Two of Europe’s most popular online banks are making a big push into the United States. But they may struggle to win over consumers.
Berlin-based N26 and its UK rival Monzo have signed up millions of young professionals in Europe by offering free accounts that can be opened in minutes via smartphones.
Consumers have readily adopted the companies’ apps, which are packed with innovative features that traditional banks don’t offer. They don’t charge fees, and they make budgeting easier.
Yet they face intense competition in the United States from established banks and tech giants that are trying to muscle into the sector. Experts say the European upstarts will need to improve their game to impress Americans.
Big in Europe
Monzo, which has 2 million customers and is adding another 200,000 a month, is known for its flashy coral debit cards and focus on customer service. N26 boasts 3.5 million users and a slick German app design.
Both banks offer powerful budgeting tools. Their apps allow customers to budget and track spending by splitting cash into different buckets within the same account.
They give customers free ATM withdrawals, and make the account opening process painless: customers can sign up in the app itself and then verify their identities via video.
It’s these functions that the banks say will give them an edge in the United States.
Yet European customers can also attest to drawbacks. Even in the digital age, brick and mortar branches come in handy. And many consumers prefer speaking to a human when taking out loans such as a mortgage.
N26 in particular has stumbled. The bank does not offer customer support over the telephone, instead directing users to a chat portal within the app.
It has also been ordered by the German government to improve its ability to prevent money laundering and terrorist financing (the bank says it has taken measures to prevent financial crime).
When the bank addressed the government order on Twitter, N26 users flooded the company’s tweet with customer service complaints, including from people who were struggling to access their funds.
Still, N26 says it continues to grow apace with 10,000 new users signing up each day. It’s valued at $3.5 billion, and has been backed by Hong Kong billionaire Li Ka-shing and PayPal co-founder Peter Thiel.
Monzo is meanwhile valued at nearly $1.3 billion, according to CB Insights, and is partially backed by American investors, among them Joshua Kushner of Thrive Capital.
Both banks are loss making, though they have different plans for breaking even.

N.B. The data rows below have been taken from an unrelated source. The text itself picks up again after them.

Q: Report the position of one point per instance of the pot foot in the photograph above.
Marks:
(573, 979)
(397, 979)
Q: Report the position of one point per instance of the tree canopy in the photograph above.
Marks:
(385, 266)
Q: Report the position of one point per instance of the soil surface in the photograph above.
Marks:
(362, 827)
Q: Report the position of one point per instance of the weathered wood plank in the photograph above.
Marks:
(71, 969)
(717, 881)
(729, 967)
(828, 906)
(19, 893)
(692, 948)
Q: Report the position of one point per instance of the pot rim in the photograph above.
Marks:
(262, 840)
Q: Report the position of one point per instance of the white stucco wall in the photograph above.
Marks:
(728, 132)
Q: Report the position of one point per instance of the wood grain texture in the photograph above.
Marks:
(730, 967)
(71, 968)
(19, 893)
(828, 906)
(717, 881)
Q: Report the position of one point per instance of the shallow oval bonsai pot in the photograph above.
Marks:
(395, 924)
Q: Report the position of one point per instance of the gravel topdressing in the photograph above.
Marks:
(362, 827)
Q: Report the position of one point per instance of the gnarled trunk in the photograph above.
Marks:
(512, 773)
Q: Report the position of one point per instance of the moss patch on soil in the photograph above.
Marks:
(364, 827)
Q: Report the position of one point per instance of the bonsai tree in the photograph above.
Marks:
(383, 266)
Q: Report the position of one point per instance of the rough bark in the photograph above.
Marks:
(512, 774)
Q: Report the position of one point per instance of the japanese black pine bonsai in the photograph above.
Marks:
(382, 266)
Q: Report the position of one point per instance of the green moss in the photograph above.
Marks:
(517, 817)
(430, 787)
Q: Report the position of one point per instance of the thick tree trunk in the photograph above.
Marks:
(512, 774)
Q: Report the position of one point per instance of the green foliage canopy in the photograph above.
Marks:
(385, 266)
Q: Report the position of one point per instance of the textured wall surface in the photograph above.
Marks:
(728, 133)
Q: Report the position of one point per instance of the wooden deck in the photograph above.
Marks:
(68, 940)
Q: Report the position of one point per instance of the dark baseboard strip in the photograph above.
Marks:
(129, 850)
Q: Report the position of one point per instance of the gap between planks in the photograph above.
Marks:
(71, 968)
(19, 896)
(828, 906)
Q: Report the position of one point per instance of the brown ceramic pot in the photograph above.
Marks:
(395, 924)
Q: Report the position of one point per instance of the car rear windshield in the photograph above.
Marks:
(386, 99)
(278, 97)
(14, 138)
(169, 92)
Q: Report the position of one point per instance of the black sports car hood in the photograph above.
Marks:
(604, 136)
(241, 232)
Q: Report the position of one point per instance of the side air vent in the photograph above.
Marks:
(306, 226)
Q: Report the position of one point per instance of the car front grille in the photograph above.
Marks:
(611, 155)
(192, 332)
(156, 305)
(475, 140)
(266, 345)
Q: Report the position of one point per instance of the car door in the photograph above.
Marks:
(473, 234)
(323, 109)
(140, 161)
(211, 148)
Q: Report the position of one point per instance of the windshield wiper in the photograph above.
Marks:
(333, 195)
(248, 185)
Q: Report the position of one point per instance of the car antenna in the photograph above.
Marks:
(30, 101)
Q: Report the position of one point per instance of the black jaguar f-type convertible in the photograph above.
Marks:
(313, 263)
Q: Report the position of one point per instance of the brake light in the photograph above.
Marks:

Monzo says US clients could eventually be able to switch energy and other utility providers from within its app in under a minute. The commission it collects on such sales allows it to offer UK checking accounts for free.
“Customers can switch to a cheaper provider simply and with little effort,” Tristan Thomas, head of marketing and community at Monzo, told CNN Business.
“We imagine doing the same across all services and features,” including investments and loyalty programs, he added, comparing the strategy to operating a kind of app store for services.
N26, for its part, plans to offer faster paycheck processing and bank cards made of metal. In Europe, N26 charges a monthly fee for the boutique card and users pay for premium accounts that come with travel insurance.
Critics say the startup European banks remind them of American online-only banks that sprang up and then disappeared during the dot-com boom.
“My view is it’s going to be like the late 90s,” Joseph Dickerson, an analyst with Jefferies Equity Research, told CNN Business. “This is just a repeat of the last movie.”
Dickerson said that online banks lack the same level of engagement as lenders that that offer telephone and branch customer service. And younger customers demand more from a bank as they age.
Over half of millennial customers prefer face-to-face interactions for big financial decisions, Dickerson said, “and this is where these banks fall short.”
An even greater risk to Monzo and N26 could be competition from established peer-to-peer payment services like Venmo. Google and Facebook have also made moves into payments.
Thomas, the Monzo executive, said the London startup can still carve out a niche for itself in the United States. Not by emulating legacy players, but by “offering the best checking account experience in the world, and then offering the best deals in the market via our marketplace,” he added.